A filha se apoiava no marido, os olhos marejados, quase se transformavam em soluço. Sorriu para a mãe, para não assustá-la. Também porque deveria conter-se: era uma promotora estadual, uma mulher afeita à singularidade da discrição, do cuidado, da sutileza. Devia evitar a emoção.

O genro limitou-se a acenar, prudente.

A música parou e Santa, ao lado do marido, se posicionou no primeiro banco, no local especialmente dedicado a eles, que ficava bem ao centro e próximo ao altar.

Respirou fundo e ouviu as primeiras palavras do bispo, as quais se referiam a ela, antes de iniciar a missa.

No sermão, mais uma vez o seu nome foi lembrado, desta vez, para discorrer toda a sua trajetória de mãe, esposa fiel e digna representante da sociedade, além de benfeitora e participante entusiasmada da comunidade.

De repente, o bispo desceu do púlpito e se aproximou do casal.

Todos os olhares imediatamente se voltaram para os dois. Ele solicitou que o coroinha lhe trouxesse uma pequena caixa.

Pegou-a com cuidado, enquanto o menino se afastava rapidamente para o seu lugar.

Santa aguardava a surpresa, com verdadeira expectativa.

O bispo então, abriu a caixa e retirou uma pequena joia, uma espécie de bússola estilizada, constituída de prata, ouro branco e alguns brilhantes incrustados. A pergunta que emendou à Santa tinha a finalidade maior que a plateia participasse, tal o esforço verbal que produziu, sem utilizar o microfone.

– Então, nossa benemérita amiga, sabe o que é esta pequena joia?

Santa engoliu em seco. Os olhos brilharam profundos, em lágrimas que se espalharam rápidas pela face. Utilizou um lenço que o marido com presteza lhe entregou, e tal como ela, sua expressão era de extrema perplexidade.

Antes mesmo que Santa respondesse, o marido resmungou, apalermado: – Minha avó se revirou no túmulo.

Santa o olhou espantada. O bispo fingiu não ouvir e repetiu a pergunta.

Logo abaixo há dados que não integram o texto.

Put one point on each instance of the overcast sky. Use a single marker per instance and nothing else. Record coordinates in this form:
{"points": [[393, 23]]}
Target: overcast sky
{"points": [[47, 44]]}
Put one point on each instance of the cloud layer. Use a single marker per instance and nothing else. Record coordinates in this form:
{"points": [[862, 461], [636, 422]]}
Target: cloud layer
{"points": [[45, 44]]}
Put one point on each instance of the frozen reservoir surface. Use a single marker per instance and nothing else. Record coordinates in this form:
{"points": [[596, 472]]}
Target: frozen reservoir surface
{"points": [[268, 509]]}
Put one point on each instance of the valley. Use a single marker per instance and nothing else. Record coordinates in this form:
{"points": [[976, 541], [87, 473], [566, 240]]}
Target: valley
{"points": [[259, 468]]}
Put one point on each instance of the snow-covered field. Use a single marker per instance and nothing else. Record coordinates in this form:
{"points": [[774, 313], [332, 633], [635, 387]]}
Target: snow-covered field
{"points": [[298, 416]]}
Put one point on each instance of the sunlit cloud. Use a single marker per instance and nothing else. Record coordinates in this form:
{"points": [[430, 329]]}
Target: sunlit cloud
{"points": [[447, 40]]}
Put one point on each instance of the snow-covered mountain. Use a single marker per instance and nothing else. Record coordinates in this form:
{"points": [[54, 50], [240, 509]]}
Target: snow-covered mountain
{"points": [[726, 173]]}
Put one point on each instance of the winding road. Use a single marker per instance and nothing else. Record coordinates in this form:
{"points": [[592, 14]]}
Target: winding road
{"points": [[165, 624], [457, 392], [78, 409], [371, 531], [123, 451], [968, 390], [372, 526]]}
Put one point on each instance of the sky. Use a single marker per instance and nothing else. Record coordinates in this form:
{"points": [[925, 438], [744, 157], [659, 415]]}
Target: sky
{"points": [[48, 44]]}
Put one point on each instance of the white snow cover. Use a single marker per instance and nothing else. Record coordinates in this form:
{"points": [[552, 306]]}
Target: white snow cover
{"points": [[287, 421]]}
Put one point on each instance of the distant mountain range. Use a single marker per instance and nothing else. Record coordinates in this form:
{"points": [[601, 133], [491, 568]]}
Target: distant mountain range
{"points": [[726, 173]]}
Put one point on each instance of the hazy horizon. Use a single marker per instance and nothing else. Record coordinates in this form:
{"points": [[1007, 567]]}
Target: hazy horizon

Ela então, respondeu, indecisa.

– Na verdade, não sei bem.

O bispo prosseguiu, entusiasmado: – Mas a comunidade se lembra muito bem, minha amiga. Esta joia foi o simbolo de sua apresentação à igreja.

Ela gostaria de perguntar – como assim ? – se não lembrava do que se tratava. Entretanto, se conteve, quieta.

Evitou qualquer gesto, a não ser o de enxugar as lágrimas.

Tinha consigo que tal objeto devia fazer parte de sua infância, que suscitava lembranças da mãe, da sua família, mas não conseguia identificar a razão de estar nas mãos do bispo.

Também havia aquela observação infeliz do marido. O que ele queria dizer com aquilo?

— Pois bem, sua mãe doou esta pequena relíquia para a igreja. Isso aconteceu no seu batizado, mas quis a Providência, que um padre de nossa comunidade, um velho e diligente capuchinho, guardasse-a com cuidado e ela permaneceu conosco até os dias de hoje. Ele se foi, a joia ficou e a história transcorreu. Este pequeno relicário, tenha a certeza, é o símbolo da sua fé. Por isso, tivemos a feliz e providencial ideia de devolvê-la à senhora, Dona Santa. Acho que esta bússola que indicou o seu caminho para a igreja, que transformou a sua trajetória numa vida santificada, esta bússola, hoje lhe pertence.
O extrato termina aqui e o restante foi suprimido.